Genesis Ek on Maya Táan Classes
Ayuujk/ Tu’un Savi
Luis Lopez Resendiz
The COVID-19 Pandemic has brought us a lot of challenges. Especially to the Indigenous migrant communities in the US, but the hardships and the isolation from the world allowed us to rethink our ways of living and organize ourselves to learn and reconnect with our languages. The first sessions of the Indigenous language classes with CIELO were beautiful; I took these opportunities as a bridge that allows us to connect with the mother tongue many of us left behind, in our journey to the US. I often blamed my family for not knowing how to speak Mixteco. Then I learned that it wasn’t their fault; it was the racist structures of society who discriminated against us for who we are as peoples speaking the language of our ancestors.
Taking the Tu’un Savi class with Celerina is a dream come true. I admire this woman not only for being the most talented and beautiful poet in the Ñuu Savi nation, but her daily contributions to keep the language of the people of the rain alive. The most exciting part of taking this class with her is that I am doing it with other Na Savis from different parts of the US, from Northern California to the Central Valley to Los Angeles to South San Diego, and in Tucson, AR. Celerina started with a short history of the Ñuu Savi nation; I found out we were the first to invent the writing system in Mesoamerica, which later was developed by the Mayan. During the class, we did writing exercises to see where our knowledge was in writing. We did great, she said, as we are already knowledgeable on the western writing system now for the future classes, we will go deep on learning words, phrases, and the different tonalities.

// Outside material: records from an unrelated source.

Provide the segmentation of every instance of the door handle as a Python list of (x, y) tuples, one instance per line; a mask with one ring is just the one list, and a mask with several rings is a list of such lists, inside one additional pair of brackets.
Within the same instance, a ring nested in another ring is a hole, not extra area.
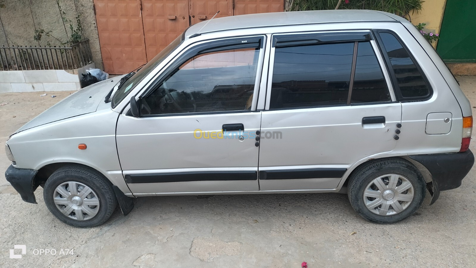
[(245, 127), (242, 124), (227, 124), (221, 126), (221, 129), (223, 131), (244, 130)]
[(385, 116), (367, 116), (362, 119), (362, 124), (385, 123)]

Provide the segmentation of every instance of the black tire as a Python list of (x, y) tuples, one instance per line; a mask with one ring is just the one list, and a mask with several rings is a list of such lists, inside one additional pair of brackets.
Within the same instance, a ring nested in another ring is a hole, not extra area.
[[(94, 191), (99, 200), (99, 211), (95, 216), (89, 220), (78, 220), (58, 209), (53, 199), (53, 194), (58, 186), (67, 182), (82, 183)], [(53, 172), (45, 183), (43, 197), (46, 206), (55, 217), (75, 227), (93, 227), (102, 224), (111, 216), (117, 204), (110, 182), (97, 171), (81, 165), (63, 167)]]
[[(364, 192), (371, 182), (387, 174), (401, 175), (409, 181), (413, 186), (414, 195), (413, 200), (406, 204), (407, 206), (403, 211), (384, 216), (375, 214), (367, 208), (364, 198), (364, 198)], [(377, 223), (391, 223), (404, 220), (415, 213), (425, 199), (425, 185), (423, 176), (410, 162), (402, 158), (385, 159), (370, 161), (354, 171), (349, 178), (347, 193), (352, 208), (364, 219)]]

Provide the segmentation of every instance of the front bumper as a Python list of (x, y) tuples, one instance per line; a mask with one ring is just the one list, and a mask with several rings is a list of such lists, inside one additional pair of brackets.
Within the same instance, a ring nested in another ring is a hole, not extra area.
[(431, 174), (433, 181), (427, 184), (428, 189), (433, 197), (430, 205), (438, 199), (441, 191), (454, 189), (461, 186), (461, 181), (469, 172), (475, 163), (474, 156), (469, 150), (453, 153), (409, 156), (425, 166)]
[(37, 170), (17, 168), (10, 165), (5, 172), (5, 177), (11, 184), (15, 190), (20, 194), (23, 201), (36, 204), (36, 199), (33, 191), (38, 185), (33, 184), (33, 180)]

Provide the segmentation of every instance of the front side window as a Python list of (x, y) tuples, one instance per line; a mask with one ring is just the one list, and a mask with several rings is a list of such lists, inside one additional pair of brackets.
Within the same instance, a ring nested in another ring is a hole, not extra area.
[(393, 34), (380, 33), (403, 98), (425, 98), (430, 90), (408, 52)]
[(142, 114), (250, 110), (259, 54), (249, 48), (195, 55), (142, 100)]
[(382, 69), (368, 41), (276, 48), (270, 109), (390, 100)]

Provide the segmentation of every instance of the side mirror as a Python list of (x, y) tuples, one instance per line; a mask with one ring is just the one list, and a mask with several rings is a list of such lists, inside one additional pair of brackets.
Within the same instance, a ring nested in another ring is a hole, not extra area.
[(133, 116), (139, 117), (140, 115), (140, 108), (139, 108), (140, 102), (140, 100), (139, 102), (136, 100), (135, 96), (132, 96), (130, 98), (130, 113), (132, 114)]

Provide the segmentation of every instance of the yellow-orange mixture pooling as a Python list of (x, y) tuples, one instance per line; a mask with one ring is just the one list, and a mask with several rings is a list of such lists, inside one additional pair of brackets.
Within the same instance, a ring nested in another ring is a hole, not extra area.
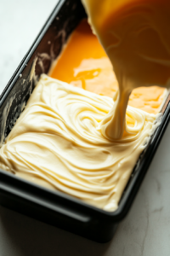
[[(82, 20), (72, 33), (50, 76), (111, 98), (118, 88), (112, 65), (87, 20)], [(159, 86), (136, 88), (128, 105), (156, 113), (164, 94), (165, 89)]]

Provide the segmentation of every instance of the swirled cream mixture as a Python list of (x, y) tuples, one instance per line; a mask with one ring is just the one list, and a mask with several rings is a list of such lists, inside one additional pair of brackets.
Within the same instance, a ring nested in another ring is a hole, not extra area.
[(42, 75), (0, 149), (0, 168), (116, 210), (160, 114), (129, 106), (128, 132), (110, 140), (101, 127), (114, 105), (108, 96)]

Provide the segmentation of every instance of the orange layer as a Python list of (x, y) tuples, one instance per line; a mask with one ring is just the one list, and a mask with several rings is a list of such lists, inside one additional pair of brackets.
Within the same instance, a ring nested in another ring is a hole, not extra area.
[[(82, 20), (72, 33), (50, 76), (110, 97), (118, 86), (110, 60), (87, 20)], [(165, 89), (158, 86), (137, 88), (133, 90), (128, 105), (156, 113), (164, 92)]]

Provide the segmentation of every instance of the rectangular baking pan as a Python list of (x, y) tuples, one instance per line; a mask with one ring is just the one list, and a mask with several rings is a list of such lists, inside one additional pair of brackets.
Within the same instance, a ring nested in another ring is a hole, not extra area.
[[(3, 142), (34, 89), (31, 69), (48, 73), (69, 35), (86, 17), (80, 0), (60, 0), (22, 60), (0, 98), (0, 141)], [(51, 191), (0, 170), (0, 204), (9, 209), (58, 226), (98, 242), (110, 241), (118, 223), (128, 213), (169, 123), (170, 104), (162, 121), (141, 154), (123, 192), (118, 209), (109, 212), (59, 191)]]

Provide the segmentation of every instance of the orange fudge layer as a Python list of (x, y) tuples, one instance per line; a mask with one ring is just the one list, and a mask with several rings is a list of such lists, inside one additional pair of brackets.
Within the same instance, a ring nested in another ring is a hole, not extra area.
[[(110, 97), (118, 86), (111, 63), (87, 20), (73, 32), (50, 76)], [(139, 87), (133, 90), (128, 105), (156, 113), (164, 94), (165, 89), (159, 86)]]

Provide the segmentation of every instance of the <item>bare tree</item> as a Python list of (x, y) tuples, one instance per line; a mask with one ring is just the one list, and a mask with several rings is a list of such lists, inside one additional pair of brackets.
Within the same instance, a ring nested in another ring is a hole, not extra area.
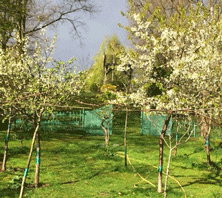
[(59, 23), (71, 25), (73, 36), (81, 39), (81, 29), (85, 23), (79, 13), (93, 14), (97, 6), (91, 0), (2, 0), (0, 2), (0, 37), (4, 38), (2, 47), (6, 48), (13, 30), (20, 38), (39, 36), (40, 30)]

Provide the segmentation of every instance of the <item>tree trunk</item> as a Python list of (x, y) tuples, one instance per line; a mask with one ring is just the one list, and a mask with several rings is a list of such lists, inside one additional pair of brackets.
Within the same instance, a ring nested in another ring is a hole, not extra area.
[(40, 174), (40, 132), (36, 134), (36, 168), (35, 168), (35, 188), (39, 187), (39, 174)]
[(177, 146), (178, 146), (178, 142), (179, 142), (179, 126), (180, 126), (180, 123), (177, 122), (176, 145), (175, 145), (175, 148), (174, 148), (174, 156), (177, 155)]
[(125, 167), (127, 167), (127, 121), (128, 121), (128, 110), (126, 109), (125, 133), (124, 133)]
[[(170, 140), (170, 141), (171, 141), (171, 140)], [(165, 178), (164, 198), (167, 197), (167, 181), (168, 181), (169, 172), (170, 172), (170, 161), (171, 161), (171, 156), (172, 156), (172, 149), (170, 148), (169, 158), (168, 158), (168, 163), (167, 163), (167, 170), (166, 170), (166, 178)]]
[(34, 144), (35, 144), (35, 140), (36, 140), (36, 135), (37, 132), (39, 130), (39, 125), (40, 125), (40, 119), (38, 119), (37, 124), (36, 124), (36, 128), (33, 134), (33, 138), (32, 138), (32, 144), (31, 144), (31, 148), (30, 148), (30, 152), (29, 152), (29, 157), (28, 157), (28, 161), (26, 164), (26, 168), (25, 168), (25, 173), (24, 176), (22, 178), (22, 184), (21, 184), (21, 190), (20, 190), (20, 195), (19, 198), (22, 198), (23, 193), (24, 193), (24, 188), (25, 188), (25, 182), (26, 182), (26, 178), (28, 175), (28, 170), (29, 170), (29, 166), (30, 166), (30, 162), (31, 162), (31, 158), (32, 158), (32, 153), (33, 153), (33, 148), (34, 148)]
[(178, 140), (179, 140), (179, 134), (176, 133), (176, 146), (175, 146), (175, 148), (174, 148), (174, 156), (177, 155), (177, 145), (178, 145)]
[(171, 114), (172, 113), (169, 113), (167, 115), (167, 118), (165, 120), (165, 123), (163, 125), (163, 130), (161, 132), (161, 135), (159, 137), (159, 167), (158, 167), (158, 193), (162, 193), (163, 190), (162, 190), (162, 171), (163, 171), (163, 149), (164, 149), (164, 137), (165, 137), (165, 134), (166, 134), (166, 131), (167, 131), (167, 127), (168, 127), (168, 124), (170, 122), (170, 118), (171, 118)]
[(106, 55), (103, 54), (103, 68), (104, 68), (104, 79), (103, 79), (103, 84), (106, 84)]
[(208, 135), (205, 136), (205, 151), (207, 154), (207, 165), (211, 165), (211, 160), (210, 160), (210, 137)]
[(8, 141), (9, 141), (9, 136), (10, 136), (10, 131), (11, 131), (11, 117), (9, 117), (8, 121), (8, 130), (5, 138), (5, 151), (4, 151), (4, 157), (3, 157), (3, 162), (2, 162), (2, 170), (1, 171), (6, 171), (6, 162), (7, 162), (7, 154), (8, 154)]
[(106, 127), (103, 125), (103, 123), (106, 121), (107, 117), (104, 117), (101, 123), (101, 127), (104, 131), (105, 135), (105, 145), (106, 145), (106, 156), (109, 155), (109, 132), (107, 131)]

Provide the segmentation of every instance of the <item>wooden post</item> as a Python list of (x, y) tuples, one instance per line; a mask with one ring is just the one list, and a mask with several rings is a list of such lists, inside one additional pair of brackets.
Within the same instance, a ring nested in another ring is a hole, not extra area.
[(168, 113), (165, 123), (163, 125), (163, 129), (161, 135), (159, 137), (159, 167), (158, 167), (158, 193), (163, 192), (162, 187), (162, 171), (163, 171), (163, 149), (164, 149), (164, 137), (167, 131), (168, 124), (170, 122), (172, 112)]

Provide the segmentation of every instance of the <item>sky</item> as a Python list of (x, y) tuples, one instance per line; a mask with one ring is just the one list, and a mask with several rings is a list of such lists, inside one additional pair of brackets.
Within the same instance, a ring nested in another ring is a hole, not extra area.
[[(59, 24), (56, 31), (57, 41), (53, 58), (68, 61), (73, 56), (76, 57), (78, 71), (83, 71), (92, 65), (93, 57), (99, 50), (104, 36), (116, 34), (123, 45), (129, 45), (126, 30), (118, 26), (118, 23), (128, 24), (126, 17), (120, 13), (121, 11), (126, 13), (127, 0), (94, 0), (93, 2), (100, 8), (99, 13), (93, 14), (92, 17), (79, 15), (86, 23), (86, 31), (80, 29), (83, 37), (82, 44), (78, 38), (73, 38), (70, 34), (71, 26), (68, 23)], [(54, 33), (52, 30), (47, 32), (50, 37)]]

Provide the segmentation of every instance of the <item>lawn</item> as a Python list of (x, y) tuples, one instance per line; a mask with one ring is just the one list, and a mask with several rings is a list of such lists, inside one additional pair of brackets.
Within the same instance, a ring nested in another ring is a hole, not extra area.
[[(4, 150), (4, 132), (0, 133), (0, 157)], [(163, 197), (157, 193), (158, 137), (140, 134), (139, 115), (131, 113), (128, 126), (128, 167), (124, 167), (124, 115), (116, 114), (113, 135), (110, 136), (110, 155), (105, 156), (103, 136), (72, 132), (42, 134), (41, 173), (39, 189), (34, 189), (35, 153), (28, 174), (24, 197)], [(7, 171), (0, 173), (0, 197), (19, 195), (19, 176), (24, 174), (31, 143), (31, 134), (12, 134), (9, 142)], [(206, 164), (203, 138), (192, 137), (178, 147), (172, 157), (168, 197), (222, 197), (221, 138), (212, 138), (211, 159)], [(166, 170), (169, 149), (164, 150)], [(131, 163), (131, 164), (130, 164)], [(156, 187), (142, 180), (138, 173)], [(165, 178), (164, 178), (165, 179)], [(179, 184), (178, 184), (179, 182)]]

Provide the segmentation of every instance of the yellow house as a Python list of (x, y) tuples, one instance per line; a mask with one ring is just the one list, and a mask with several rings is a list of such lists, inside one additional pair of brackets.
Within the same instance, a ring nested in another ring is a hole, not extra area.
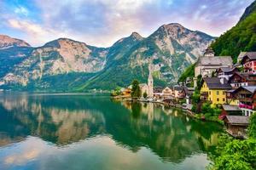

I was also part of the Ayuujk class with Yasnaya Aguilar, one of the most powerful and thinkers of the Mesoamérican nations. This woman has developed essential writings on Indigenous people’s languages. The course with Yasnaya is binational; most of the participants joined us from different places in Mexico and Los Angeles, where the youngest student is of only nine years learning the language with his mom. A migrant family from Tlahuitoltepec trying to have his nine-year-old kid learn Ayuujk so he can talk to his family back home is the highlight of this course. He was the most active. I could see him practicing with his mom and responding to Yasnaya’s questions with motivation. Yasnaya joins us from her home in Ayutla Mixe; in her class, we learned the history of Ayuujk, the nation’s territoriality, and the use of the dieresis or the AWÄSTP when it comes to writing in Ayuujk. This is definitely why this work is essential because what we do will create a positive impact in those generations to come making sure to contribute to the effort of preserving and revitalizing and Indigenous languages, so they will never disappear.
The first sessions of the Indigenous language classes with CIELO were beautiful; I took these opportunities as a bridge that allows us to connect with the mother tongue many of us left behind, in our journey to the US.